Sitemap

How Much GPU Memory Do You Really Need for Efficient LLM Serving?

7 min readJan 27, 2025

--

Overview of LLM-GPU-Calc
Overview of LLM-GPU-Calc

🛠 Source Code: GitHub Repository

This story was written with the assistance of an AI writing program.

Introduction

Large Language Model (LLM) services often face critical questions:

✅ How many concurrent users or requests can the service handle?
✅ What level of GPU resources are necessary for smooth operation?
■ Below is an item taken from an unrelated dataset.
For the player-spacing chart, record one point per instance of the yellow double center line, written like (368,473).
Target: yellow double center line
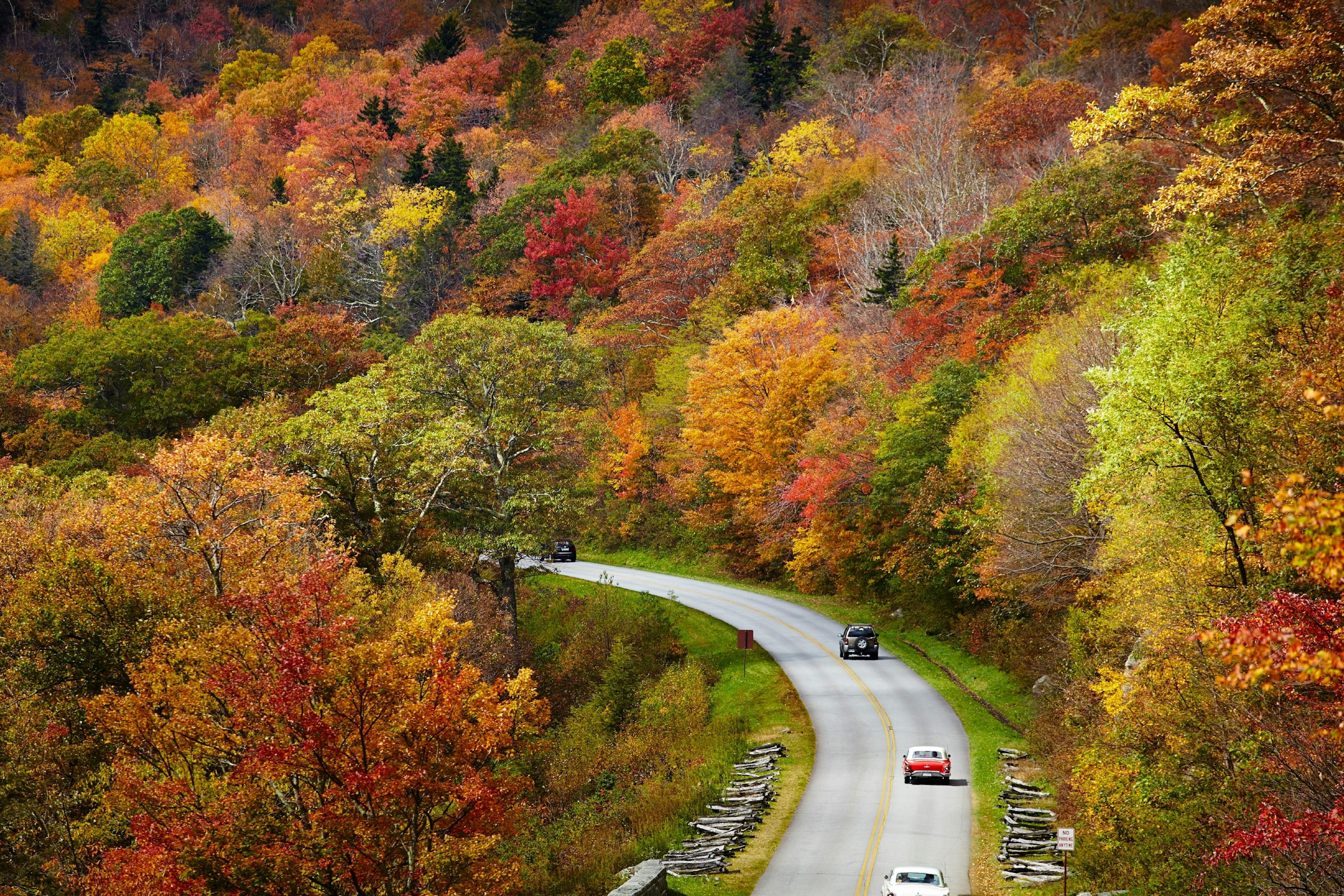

In this guide, I will explore how to predict and calculate GPU requirements for LLM serving using vLLM as the inference engine. I will cover:

  • Understanding KV cache and memory profiling
  • How GPU block allocation works
  • A comprehensive formula for estimating GPU memory requirements

Key Concepts

KV Cache

The KV cache stores key-value pairs for attention mechanisms in transformer models. It is instrumental in reducing the computation cost of subsequent tokens during inference. The size of the KV cache is influenced by:

  • Batch size: Number of concurrent requests processed in one forward pass.
  • Token length: Input and output sequence lengths.
Illustration of the key-value caching mechanism
Illustration of the key-value caching mechanism [Source]

Role of KV Cache in vLLM

In vLLM, the KV cache allocation directly affects the maximum number of concurrent requests and sequence lengths that can be processed. If we know the input/output length and the maximum number of concurrent requests, we can roughly estimate the GPU specifications required for inference.

The engine profiles the GPU’s memory usage to determine how many KV blocks can be allocated without causing out-of-memory (OOM) errors. Here is a breakdown of the profiling process:

  1. Profile Run: A forward pass is performed using dummy inputs to measure memory usage during inference.
  2. Memory Segmentation: The engine calculates available KV cache memory by subtracting model weights, non-torch memory, and PyTorch activation memory from total GPU memory.

Understanding Profiling in vLLM

The profiling process in vLLM is designed to balance memory for both the model and the KV cache. Here’s how it works:

Why Profiling is Necessary

In vLLM, a profile run is conducted before allocating the KV cache to separate the memory used for model inference from the memory needed for the KV cache. During inference, dynamically increasing memory must be tracked because intermediate operations, CUDA memory management, memory caching, and reservation policies can cause unexpected spikes in memory usage. Profiling helps to account for these factors, ensuring dynamic memory management overhead is included in the calculations and minimizing unforeseen memory increases.

Profiling in Action

During a profile run, peak activation memory is measured by forwarding a dummy input sequence with the maximum batch tokens (max_num_batched_tokens) through the model. This simulates real-world GPU usage and helps determine memory requirements for the target environment. The following code illustrates this process:

# https://github.com/vllm-project/vllm/blob/v0.6.6.post1/vllm/worker/worker.py
# Execute a forward pass with dummy inputs to profile the memory usage
# of the model.
with memory_profiling(baseline_memory_in_bytes=total_gpu_memory -
self.init_gpu_memory,
weights_memory_in_bytes=self.model_runner.
model_memory_usage) as result:
self.model_runner.profile_run()
torch.cuda.synchronize()
# https://github.com/vllm-project/vllm/blob/v0.6.6.post1/vllm/worker/model_runner.py
def profile_run(self) -> None:
# Enable top-k sampling to reflect the accurate memory usage.
sampling_params = SamplingParams(top_p=0.99, top_k=self.vocab_size - 1)
max_num_batched_tokens = self.scheduler_config.max_num_batched_tokens
max_num_seqs = self.scheduler_config.max_num_seqs

The profiling process also accounts for intermediate activation memory, which increases during inference:

  • Smaller max_batched_tokens reduce intermediate activations, freeing up KV cache space, but limit the size of requests the model can process.
  • Applications must consider the maximum token length requirements to balance activation memory and KV cache size effectively.

This ensures that:

  • Memory used by the model and intermediate activations is measured.
  • Available memory for KV cache is dynamically calculated.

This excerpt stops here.